Just a couple of decades ago, we took it for granted that inner cities were the preserve of immigrants and the poor, and that suburbs were the chosen destination of those who could afford them. Today, a demographic inversion is taking place: Central cities increasingly are where the affluent want to live, while suburbs are becoming home to poorer people and those who come to America from other parts of the world. Highly educated members of the emerging millennial generation are showing a decided preference for urban life and are being joined in many places by a new class of affluent retirees.
Ehrenhalt shows us how the commercial canyons of lower Manhattan are becoming residential neighborhoods, and how mass transit has revitalized inner-city communities in Chicago and Brooklyn. He explains why car-dominated cities like Phoenix and Charlotte have sought to build twenty-first-century downtowns from scratch, while sprawling postwar suburbs are seeking to attract young people with their own form of urbanized experience.

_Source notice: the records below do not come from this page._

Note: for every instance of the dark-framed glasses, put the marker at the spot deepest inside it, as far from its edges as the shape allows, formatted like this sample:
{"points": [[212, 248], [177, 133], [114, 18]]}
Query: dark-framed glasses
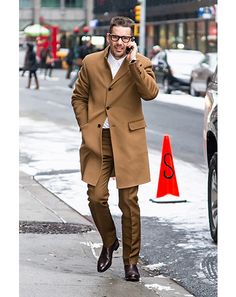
{"points": [[125, 39]]}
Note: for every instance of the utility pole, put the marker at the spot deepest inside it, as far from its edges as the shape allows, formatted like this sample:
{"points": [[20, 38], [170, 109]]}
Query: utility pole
{"points": [[142, 32]]}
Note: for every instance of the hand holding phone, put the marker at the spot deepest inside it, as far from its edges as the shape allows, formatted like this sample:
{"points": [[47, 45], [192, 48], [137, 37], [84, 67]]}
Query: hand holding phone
{"points": [[129, 49]]}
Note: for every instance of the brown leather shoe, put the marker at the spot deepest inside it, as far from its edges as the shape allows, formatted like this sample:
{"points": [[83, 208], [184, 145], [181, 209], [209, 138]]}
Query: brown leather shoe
{"points": [[105, 259], [131, 273]]}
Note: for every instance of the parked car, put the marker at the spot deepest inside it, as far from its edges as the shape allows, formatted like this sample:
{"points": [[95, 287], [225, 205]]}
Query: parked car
{"points": [[173, 68], [202, 74], [210, 148]]}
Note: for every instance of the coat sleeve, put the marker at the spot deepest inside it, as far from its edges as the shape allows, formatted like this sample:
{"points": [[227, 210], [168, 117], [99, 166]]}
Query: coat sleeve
{"points": [[145, 79], [79, 99]]}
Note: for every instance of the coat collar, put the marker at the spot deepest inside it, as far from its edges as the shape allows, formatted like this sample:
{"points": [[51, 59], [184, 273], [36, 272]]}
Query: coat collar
{"points": [[123, 68]]}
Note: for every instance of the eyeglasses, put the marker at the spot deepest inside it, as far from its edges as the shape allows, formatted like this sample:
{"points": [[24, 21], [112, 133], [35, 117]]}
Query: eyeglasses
{"points": [[125, 39]]}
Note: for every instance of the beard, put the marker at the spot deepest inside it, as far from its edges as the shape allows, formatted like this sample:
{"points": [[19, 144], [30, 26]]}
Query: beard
{"points": [[118, 52]]}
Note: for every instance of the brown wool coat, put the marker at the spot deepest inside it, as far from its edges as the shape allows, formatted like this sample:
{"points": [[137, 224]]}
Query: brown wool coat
{"points": [[97, 96]]}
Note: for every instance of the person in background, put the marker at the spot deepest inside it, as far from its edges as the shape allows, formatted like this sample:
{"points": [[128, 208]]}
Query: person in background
{"points": [[49, 63], [70, 62], [107, 102], [31, 65]]}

The Great Inversion is an eye-opening and thoroughly engaging look at our urban society and its future.
Alan Ehrenhalt served as executive editor of Governing Magazine for 19 years, and is currently executive editor of Stateline, a news service about state government that is part of the Pew Charitable Trusts.
He is a frequent contributor to the New York Times Book Review and op-ed page, the Washington Post Book World, the New Republic, and the Wall Street Journal. He has authored 4 books.
The lecture is presented by Buffalo State in celebration of The Year of the City.